### When do we use the chain rule?

Can any other rule be applied to the function? If not, then it is likely time to use the chain rule. If the function does not seem to be a product, quotient, or sum of simpler functions then the best bet is trying to decompose the function to see if the chain rule works.

To be more precise, if the function is the composition of two simpler functions then the chain rule is necessary. If you are pretty sure that nothing else can be done, then go ahead and try the chain rule. Every function can be written as a composition, but the chain rule only helps when the inside function is not simply $x$.

### How do we decompose a function?

The hard part is usually dealing with the composition of functions, but with enough experience it will become obvious how to decompose a function for the chain rule. I usually give students vague advice about knowing it when they see it and most humans are able to figure it out most of the time. But when programming I cannot tell the computer that it should pick the obvious inside function. So here is the basic idea of how I taught the computer to apply the chain rule. It really boils down to check a few straightforward cases that come up.

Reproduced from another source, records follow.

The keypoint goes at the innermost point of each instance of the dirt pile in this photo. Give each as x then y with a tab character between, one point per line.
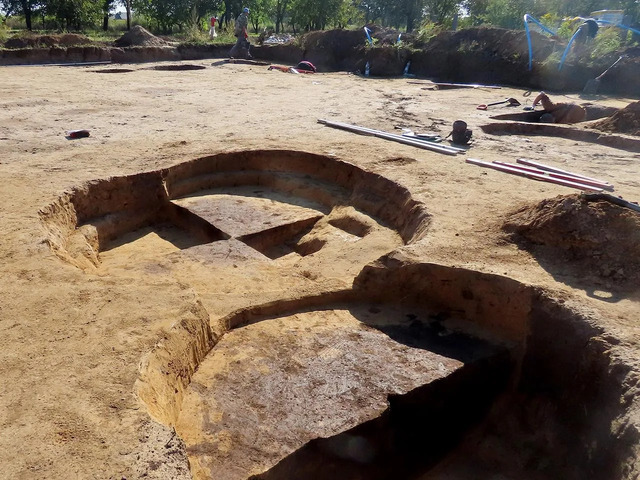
626	120
597	239
31	41
138	36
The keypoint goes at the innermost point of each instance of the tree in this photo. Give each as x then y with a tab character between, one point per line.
21	7
279	12
439	11
260	12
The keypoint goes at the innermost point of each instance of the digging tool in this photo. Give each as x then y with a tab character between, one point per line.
511	101
592	86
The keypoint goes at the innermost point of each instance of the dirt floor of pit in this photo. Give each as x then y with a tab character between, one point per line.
72	341
313	375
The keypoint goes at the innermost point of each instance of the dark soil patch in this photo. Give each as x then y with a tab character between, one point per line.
569	233
114	70
31	41
138	36
626	120
172	68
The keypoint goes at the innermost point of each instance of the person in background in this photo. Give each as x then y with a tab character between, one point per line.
241	48
212	28
559	112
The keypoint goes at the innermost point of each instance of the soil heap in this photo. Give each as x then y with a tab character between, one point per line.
626	121
598	239
139	36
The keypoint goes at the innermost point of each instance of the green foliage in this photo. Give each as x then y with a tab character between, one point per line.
607	41
429	30
568	28
506	13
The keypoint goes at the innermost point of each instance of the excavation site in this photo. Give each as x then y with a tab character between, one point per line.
343	359
229	270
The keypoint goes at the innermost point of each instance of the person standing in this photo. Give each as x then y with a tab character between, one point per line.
212	28
241	48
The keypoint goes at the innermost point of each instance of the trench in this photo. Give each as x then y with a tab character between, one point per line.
365	363
528	123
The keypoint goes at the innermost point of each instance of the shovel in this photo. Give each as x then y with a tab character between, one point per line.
592	86
511	101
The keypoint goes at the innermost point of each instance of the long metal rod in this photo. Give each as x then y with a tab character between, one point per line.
542	166
390	136
561	176
535	176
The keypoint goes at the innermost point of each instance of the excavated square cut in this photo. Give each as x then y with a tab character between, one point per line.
248	210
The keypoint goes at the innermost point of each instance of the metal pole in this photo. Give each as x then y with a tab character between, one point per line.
390	136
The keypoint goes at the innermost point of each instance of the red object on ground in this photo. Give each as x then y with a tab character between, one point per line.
78	133
535	176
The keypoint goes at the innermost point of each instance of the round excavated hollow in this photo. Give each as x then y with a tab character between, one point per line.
319	351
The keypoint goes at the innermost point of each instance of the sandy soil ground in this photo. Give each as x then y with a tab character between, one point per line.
71	341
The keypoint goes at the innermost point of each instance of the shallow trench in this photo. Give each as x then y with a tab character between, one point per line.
399	370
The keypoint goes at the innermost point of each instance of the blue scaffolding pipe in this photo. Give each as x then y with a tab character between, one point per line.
368	34
566	50
528	18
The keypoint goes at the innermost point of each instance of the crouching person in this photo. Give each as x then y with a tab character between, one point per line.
241	48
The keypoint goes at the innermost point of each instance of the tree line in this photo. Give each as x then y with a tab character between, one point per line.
303	15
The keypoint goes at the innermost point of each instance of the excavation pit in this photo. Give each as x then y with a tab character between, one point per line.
563	131
330	388
336	355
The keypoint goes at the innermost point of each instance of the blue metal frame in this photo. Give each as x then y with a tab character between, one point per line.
528	18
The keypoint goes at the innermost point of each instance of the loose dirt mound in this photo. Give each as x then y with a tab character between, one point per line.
66	40
597	239
626	120
138	36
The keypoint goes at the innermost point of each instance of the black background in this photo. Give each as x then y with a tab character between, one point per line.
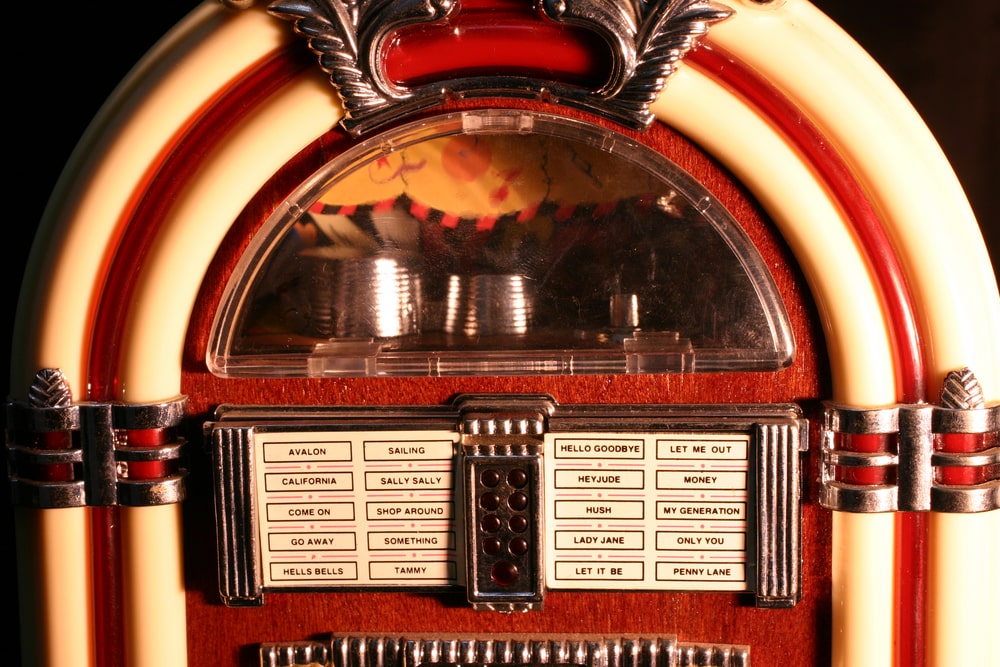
64	59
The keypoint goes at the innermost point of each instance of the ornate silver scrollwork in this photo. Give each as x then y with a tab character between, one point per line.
915	466
646	41
84	458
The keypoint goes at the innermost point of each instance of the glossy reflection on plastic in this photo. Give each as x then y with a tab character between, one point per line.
499	241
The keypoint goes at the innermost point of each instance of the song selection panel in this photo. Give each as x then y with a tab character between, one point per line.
647	511
357	509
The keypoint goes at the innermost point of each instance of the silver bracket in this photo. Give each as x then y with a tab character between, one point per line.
65	454
925	461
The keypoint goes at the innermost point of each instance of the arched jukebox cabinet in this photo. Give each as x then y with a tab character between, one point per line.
497	332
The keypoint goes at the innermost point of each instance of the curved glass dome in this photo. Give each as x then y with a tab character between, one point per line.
499	243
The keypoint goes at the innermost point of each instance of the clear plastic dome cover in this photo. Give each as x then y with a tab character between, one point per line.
499	243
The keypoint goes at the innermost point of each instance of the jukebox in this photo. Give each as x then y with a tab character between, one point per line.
490	332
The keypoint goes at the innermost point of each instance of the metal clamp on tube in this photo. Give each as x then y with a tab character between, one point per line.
924	457
92	454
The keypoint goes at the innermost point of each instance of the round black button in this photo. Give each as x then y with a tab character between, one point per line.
517	501
517	478
491	523
518	523
504	573
490	501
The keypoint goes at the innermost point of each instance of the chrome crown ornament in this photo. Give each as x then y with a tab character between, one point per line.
644	42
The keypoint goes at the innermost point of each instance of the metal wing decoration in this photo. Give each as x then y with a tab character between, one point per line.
646	41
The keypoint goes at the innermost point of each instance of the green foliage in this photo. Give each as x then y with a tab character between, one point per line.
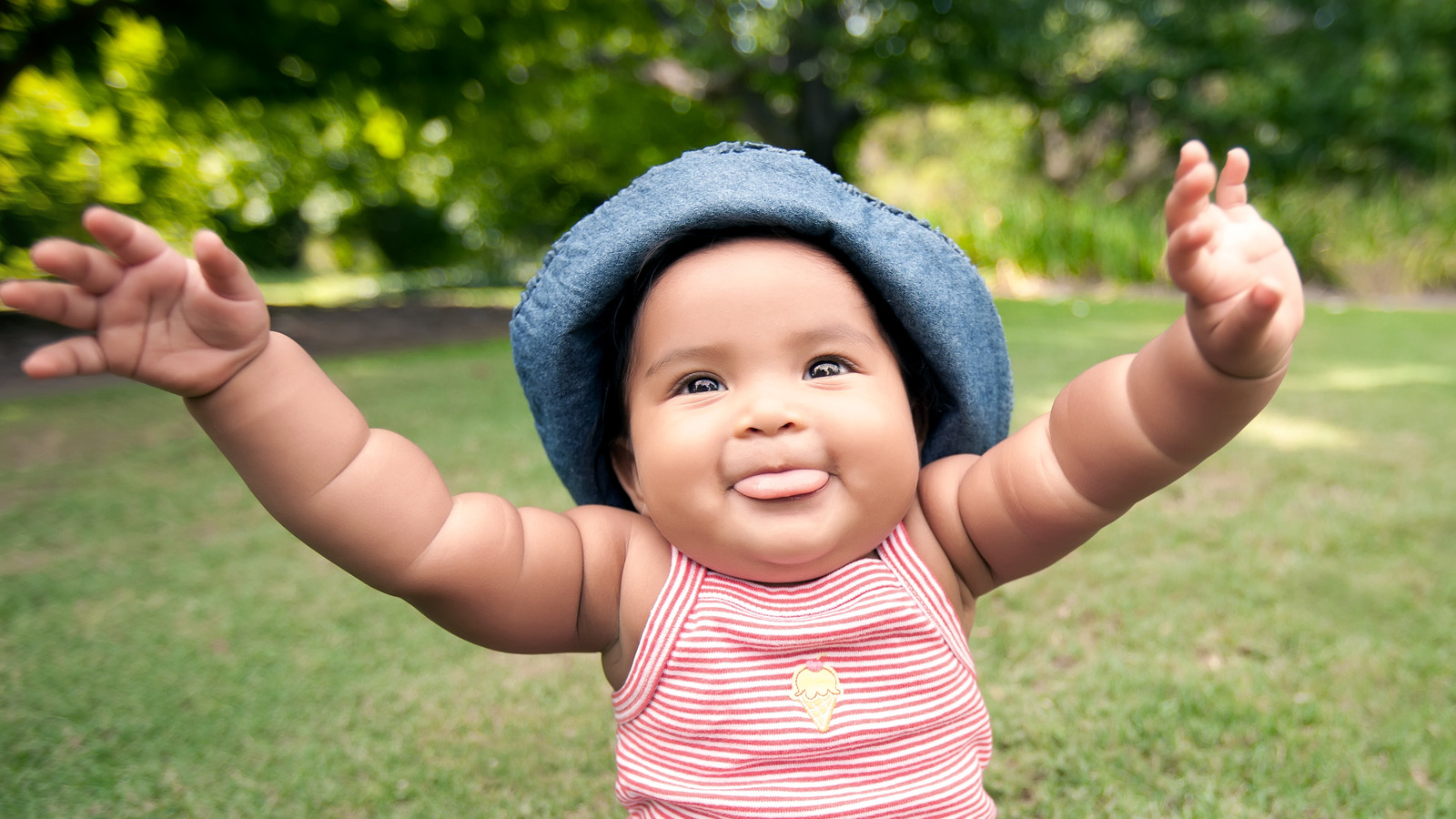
375	135
501	121
968	169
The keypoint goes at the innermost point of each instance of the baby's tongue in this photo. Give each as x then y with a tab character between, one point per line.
771	486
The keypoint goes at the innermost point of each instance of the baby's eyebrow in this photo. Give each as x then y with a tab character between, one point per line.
674	356
823	336
832	334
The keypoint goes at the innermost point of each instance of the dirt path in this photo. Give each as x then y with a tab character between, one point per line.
319	331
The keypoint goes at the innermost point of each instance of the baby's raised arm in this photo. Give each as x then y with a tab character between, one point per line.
366	499
1133	424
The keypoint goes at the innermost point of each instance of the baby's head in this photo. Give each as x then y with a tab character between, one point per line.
763	419
650	247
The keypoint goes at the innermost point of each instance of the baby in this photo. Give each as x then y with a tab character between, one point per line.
783	407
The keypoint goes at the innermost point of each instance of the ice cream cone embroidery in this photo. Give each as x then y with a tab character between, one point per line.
815	688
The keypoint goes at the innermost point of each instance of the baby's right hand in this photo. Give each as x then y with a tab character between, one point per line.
157	317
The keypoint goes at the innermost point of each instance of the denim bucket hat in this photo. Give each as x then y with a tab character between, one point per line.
929	285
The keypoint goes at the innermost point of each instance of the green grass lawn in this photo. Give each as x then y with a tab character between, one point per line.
1269	637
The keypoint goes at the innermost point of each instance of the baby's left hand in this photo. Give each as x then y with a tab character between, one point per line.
1245	300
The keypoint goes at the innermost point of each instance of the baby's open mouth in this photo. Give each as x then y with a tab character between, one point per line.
776	486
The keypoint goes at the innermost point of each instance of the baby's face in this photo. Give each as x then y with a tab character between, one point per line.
771	431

First, identify the outside function. This is easy because there are only a few options available for the outside function. Assuming you have already stripped away everything except the composition the outside function must be one of the four basic functions we discussed earlier. Look for a trigonometric, exponential, logarithmic, or power function. There might be something messy on the inside, but the outside will be the same every time.

Does the function look like $\sin(......)$ where the ...... can be any function of $x$? Does it look like another trigonometric or inverse trigonometric function on the outside--i.e. $\cos(......)$ or $\tan^{-1}(......)$ or the other 9 possible functions? If so, you have identified the outside function and whatever is on the inside is your inside function.

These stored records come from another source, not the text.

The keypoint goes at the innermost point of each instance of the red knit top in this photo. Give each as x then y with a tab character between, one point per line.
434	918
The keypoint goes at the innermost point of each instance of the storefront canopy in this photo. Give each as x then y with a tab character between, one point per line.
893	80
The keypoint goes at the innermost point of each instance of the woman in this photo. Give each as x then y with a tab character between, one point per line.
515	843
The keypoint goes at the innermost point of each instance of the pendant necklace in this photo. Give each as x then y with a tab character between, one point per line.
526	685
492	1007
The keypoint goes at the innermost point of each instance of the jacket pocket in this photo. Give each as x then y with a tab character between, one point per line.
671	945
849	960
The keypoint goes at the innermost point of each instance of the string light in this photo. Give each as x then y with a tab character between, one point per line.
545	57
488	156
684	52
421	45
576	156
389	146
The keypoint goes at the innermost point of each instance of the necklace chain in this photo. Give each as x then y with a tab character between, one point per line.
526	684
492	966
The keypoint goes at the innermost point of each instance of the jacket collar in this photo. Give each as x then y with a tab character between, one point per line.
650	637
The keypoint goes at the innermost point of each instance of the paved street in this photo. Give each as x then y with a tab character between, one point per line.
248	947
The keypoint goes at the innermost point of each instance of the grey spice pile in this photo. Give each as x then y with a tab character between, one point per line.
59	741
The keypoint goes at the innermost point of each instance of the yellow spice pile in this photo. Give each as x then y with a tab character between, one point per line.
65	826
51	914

Does the function look like $\ln(......)$ or $\log_b(......)$ or $e^{(......)}$ or $b^{(......)}$? If so, use the same approach as with the trig function. Does the function look like $(......)^c$? Again the ...... will be the inside function and $x^c$ will be the outside function.

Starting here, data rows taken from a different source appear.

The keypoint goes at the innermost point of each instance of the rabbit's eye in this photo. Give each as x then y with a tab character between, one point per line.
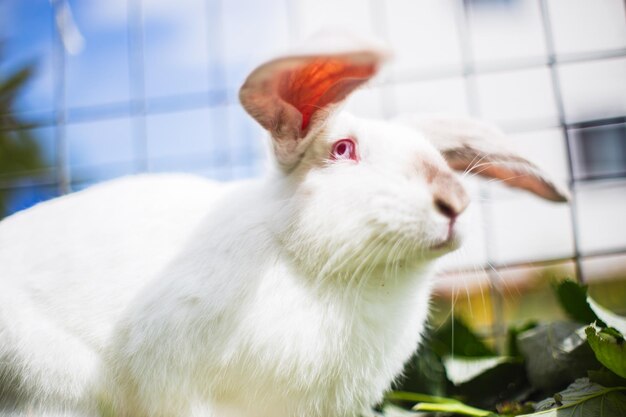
344	149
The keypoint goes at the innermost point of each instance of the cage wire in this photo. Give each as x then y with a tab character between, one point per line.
67	39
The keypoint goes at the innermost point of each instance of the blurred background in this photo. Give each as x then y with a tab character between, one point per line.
91	90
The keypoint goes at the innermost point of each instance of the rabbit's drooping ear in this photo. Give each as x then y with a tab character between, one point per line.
472	146
292	96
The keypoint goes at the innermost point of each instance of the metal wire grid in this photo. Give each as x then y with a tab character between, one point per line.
139	107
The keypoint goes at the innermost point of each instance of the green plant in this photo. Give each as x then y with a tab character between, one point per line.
565	368
19	152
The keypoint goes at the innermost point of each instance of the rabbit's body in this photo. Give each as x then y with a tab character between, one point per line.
61	297
299	294
250	331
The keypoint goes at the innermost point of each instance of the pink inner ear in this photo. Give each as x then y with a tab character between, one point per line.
321	82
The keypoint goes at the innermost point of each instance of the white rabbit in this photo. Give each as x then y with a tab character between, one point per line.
299	294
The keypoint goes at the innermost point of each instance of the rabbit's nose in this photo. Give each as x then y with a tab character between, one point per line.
449	196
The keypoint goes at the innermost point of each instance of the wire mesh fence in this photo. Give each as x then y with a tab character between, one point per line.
551	73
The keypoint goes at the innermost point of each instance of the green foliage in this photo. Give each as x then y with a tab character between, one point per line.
573	299
609	348
454	337
19	152
584	398
580	368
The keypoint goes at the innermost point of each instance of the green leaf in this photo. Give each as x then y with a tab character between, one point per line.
583	399
556	354
611	319
607	378
609	350
461	370
424	372
573	298
486	382
454	337
433	403
512	335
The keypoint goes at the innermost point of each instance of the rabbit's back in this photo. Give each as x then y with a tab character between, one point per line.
70	266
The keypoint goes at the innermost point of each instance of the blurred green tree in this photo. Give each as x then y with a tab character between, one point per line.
19	151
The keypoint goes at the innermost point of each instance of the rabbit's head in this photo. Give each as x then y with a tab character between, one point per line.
366	194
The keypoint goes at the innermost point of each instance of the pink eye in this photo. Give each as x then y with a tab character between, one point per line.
344	149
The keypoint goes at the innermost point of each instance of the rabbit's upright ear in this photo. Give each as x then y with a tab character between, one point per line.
472	146
292	96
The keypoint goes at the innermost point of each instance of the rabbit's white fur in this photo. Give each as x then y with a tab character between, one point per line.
299	294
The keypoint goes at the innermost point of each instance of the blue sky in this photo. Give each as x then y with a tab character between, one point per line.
197	52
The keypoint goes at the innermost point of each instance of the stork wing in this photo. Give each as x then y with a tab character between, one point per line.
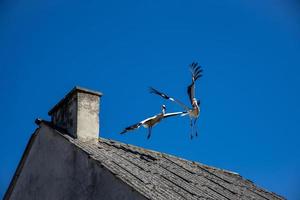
163	95
174	114
131	128
196	73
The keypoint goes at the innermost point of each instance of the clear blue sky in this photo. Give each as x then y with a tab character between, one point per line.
250	91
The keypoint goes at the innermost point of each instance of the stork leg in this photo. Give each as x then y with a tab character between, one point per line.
149	132
191	125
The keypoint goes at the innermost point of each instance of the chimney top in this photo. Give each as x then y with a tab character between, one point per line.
78	113
71	93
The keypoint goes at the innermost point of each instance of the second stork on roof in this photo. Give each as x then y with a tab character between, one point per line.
194	111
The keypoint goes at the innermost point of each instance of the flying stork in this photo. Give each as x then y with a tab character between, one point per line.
193	112
152	121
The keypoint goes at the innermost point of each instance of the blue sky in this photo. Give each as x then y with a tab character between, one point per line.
249	92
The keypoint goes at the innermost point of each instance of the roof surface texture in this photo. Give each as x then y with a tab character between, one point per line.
160	176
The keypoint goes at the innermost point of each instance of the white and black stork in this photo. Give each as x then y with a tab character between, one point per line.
152	121
193	112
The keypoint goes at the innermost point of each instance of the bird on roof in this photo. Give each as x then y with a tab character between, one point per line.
152	121
194	111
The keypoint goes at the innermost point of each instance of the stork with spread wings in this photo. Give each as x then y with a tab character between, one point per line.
193	112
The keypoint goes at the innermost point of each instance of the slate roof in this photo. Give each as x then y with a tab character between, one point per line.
160	176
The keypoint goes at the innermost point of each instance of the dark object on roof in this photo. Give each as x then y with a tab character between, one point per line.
156	175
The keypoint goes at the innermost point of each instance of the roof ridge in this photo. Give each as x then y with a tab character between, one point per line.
170	155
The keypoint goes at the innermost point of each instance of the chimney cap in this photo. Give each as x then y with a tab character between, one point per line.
74	90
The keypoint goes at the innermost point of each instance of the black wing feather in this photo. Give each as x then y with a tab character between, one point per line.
196	74
131	128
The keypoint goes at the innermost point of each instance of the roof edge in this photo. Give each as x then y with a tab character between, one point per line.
20	166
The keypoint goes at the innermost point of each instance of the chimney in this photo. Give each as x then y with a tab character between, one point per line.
78	113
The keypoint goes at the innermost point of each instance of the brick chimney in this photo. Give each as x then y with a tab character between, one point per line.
78	113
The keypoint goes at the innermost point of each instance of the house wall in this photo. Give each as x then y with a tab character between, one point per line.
56	169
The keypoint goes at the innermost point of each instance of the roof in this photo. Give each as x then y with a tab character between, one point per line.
161	176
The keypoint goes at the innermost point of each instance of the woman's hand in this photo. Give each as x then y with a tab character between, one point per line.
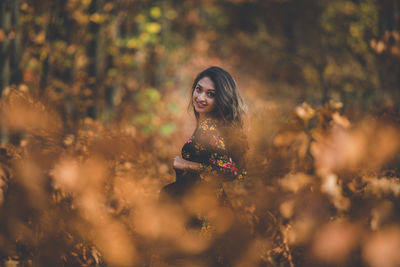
180	164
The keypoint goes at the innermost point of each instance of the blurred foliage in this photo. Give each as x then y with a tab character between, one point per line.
93	109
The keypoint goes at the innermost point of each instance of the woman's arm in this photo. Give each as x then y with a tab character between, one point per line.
219	160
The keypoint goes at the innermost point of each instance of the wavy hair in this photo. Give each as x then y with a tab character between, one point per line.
228	109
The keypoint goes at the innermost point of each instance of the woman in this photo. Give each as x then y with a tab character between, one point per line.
214	153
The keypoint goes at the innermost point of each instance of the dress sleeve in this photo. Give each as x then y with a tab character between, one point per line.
217	160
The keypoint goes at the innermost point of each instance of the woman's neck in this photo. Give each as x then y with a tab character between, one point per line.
203	116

### How do we apply the chain rule?

Once you have identified the two functions then it is time to differentiate. Differentiate each function separately. Then be careful with the outside function and evaluate it at the inside function. This sounds harder than it is. Just plug in the inside function to the derivative of the outside function. Then multiply that derivative by the derivative of the inside function. See it in action with our calculator until you get the hang of it.### Why is the notation so confusing?

The chain rule is a little awkward because the independent variable $x$ can be reused in different functions. Or a different variable like $u$ can be used. Either way might seem weird to you, but since there are three different functions to deal with (the original, the outside, and the inside) there are multiple independent variables required.Ultimately $f(u)=u^2+1$ and $f(x)=x^2+1$ are the same thing because the variable is irrelevant. The independent variable of the outside function will be replaced by a function of $x$, and often letting $u$ represent this inside function is the easiest thing to do because $f'(u)$ is more intuitive than $f'(\sin(x))$ or whatever may be inside.